The age of the participants (n=16) was 50.2(SD 13.6) years with a disease duration of 11.7(SD 8.3) years. The median disability level was 2(range 0–6). Disease duration was not different between the groups (p=0.12), however, it correlated with whole brain SUV (R=−0.63, p=0.01) and was subsequently used as a covariate during SPM analysis. No other demographic variables correlated with whole brain SUV (Age, R=0.00, p=1.00; height, R=−0.36, p=0.18; weight, R=0.00, p=0.99; BMI, R=0.41, p=0.12; PDDS, R=−0.39, p=0.14).
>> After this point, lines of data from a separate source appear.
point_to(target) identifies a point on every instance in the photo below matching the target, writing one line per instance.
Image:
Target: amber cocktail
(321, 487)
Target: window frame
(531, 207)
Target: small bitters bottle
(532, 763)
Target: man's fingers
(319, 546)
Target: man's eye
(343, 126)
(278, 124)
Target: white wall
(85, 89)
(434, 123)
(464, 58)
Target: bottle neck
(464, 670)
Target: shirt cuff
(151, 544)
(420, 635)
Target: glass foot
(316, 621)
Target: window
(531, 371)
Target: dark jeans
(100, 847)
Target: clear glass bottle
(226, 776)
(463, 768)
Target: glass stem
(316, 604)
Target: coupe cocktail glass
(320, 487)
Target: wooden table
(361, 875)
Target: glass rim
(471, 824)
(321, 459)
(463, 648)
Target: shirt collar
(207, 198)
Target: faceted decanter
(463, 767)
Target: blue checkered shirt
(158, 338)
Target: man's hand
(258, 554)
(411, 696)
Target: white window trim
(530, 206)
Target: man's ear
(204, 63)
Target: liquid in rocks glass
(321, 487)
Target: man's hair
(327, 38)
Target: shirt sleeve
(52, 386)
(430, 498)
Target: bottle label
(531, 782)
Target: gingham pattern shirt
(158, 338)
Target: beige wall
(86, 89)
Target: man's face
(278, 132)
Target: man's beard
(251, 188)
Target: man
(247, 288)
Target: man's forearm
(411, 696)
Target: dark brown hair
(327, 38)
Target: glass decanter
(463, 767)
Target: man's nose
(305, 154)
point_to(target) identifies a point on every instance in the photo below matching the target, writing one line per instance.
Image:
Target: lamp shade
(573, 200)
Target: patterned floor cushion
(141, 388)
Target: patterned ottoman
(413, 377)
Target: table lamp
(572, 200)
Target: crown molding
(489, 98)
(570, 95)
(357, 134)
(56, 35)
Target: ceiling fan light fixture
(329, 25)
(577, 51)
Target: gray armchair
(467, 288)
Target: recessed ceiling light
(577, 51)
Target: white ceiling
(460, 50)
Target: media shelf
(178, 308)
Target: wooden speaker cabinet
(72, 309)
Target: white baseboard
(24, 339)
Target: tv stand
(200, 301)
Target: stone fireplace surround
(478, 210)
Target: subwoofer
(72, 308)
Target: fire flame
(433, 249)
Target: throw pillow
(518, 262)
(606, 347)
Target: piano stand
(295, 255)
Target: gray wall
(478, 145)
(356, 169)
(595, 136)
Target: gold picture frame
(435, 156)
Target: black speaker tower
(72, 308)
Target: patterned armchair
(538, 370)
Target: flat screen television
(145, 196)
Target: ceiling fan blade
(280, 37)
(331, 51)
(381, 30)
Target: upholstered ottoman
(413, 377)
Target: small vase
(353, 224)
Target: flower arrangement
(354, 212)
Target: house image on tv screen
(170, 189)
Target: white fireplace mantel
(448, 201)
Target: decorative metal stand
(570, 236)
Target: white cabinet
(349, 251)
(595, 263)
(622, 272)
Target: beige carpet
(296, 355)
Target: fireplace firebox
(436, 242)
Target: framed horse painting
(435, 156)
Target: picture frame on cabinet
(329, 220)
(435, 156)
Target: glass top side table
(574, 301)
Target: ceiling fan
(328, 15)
Seven of eight cannabis users had been using for >12 months, and one for 6 months. Users reported ingesting cannabis 2.3 (SD 1.5) times/day and 6.9 (SD 0.4) days/week. Cannabis usage was mostly in the form of edibles and smoking. Seven users returned at least one product label to the investigators. Cannabis users used 2.4 (SD 1.8) different products. Product labels that were returned to the research team from the THC dominant products often did not list the CBD content. Three users primarily used CBD dominant products (CBD:THC >5:1) (Supplementary Table S1). Each user, regardless of using THC or CBD dominant products, tested positive and all nonusers tested negative for THC via urinalysis.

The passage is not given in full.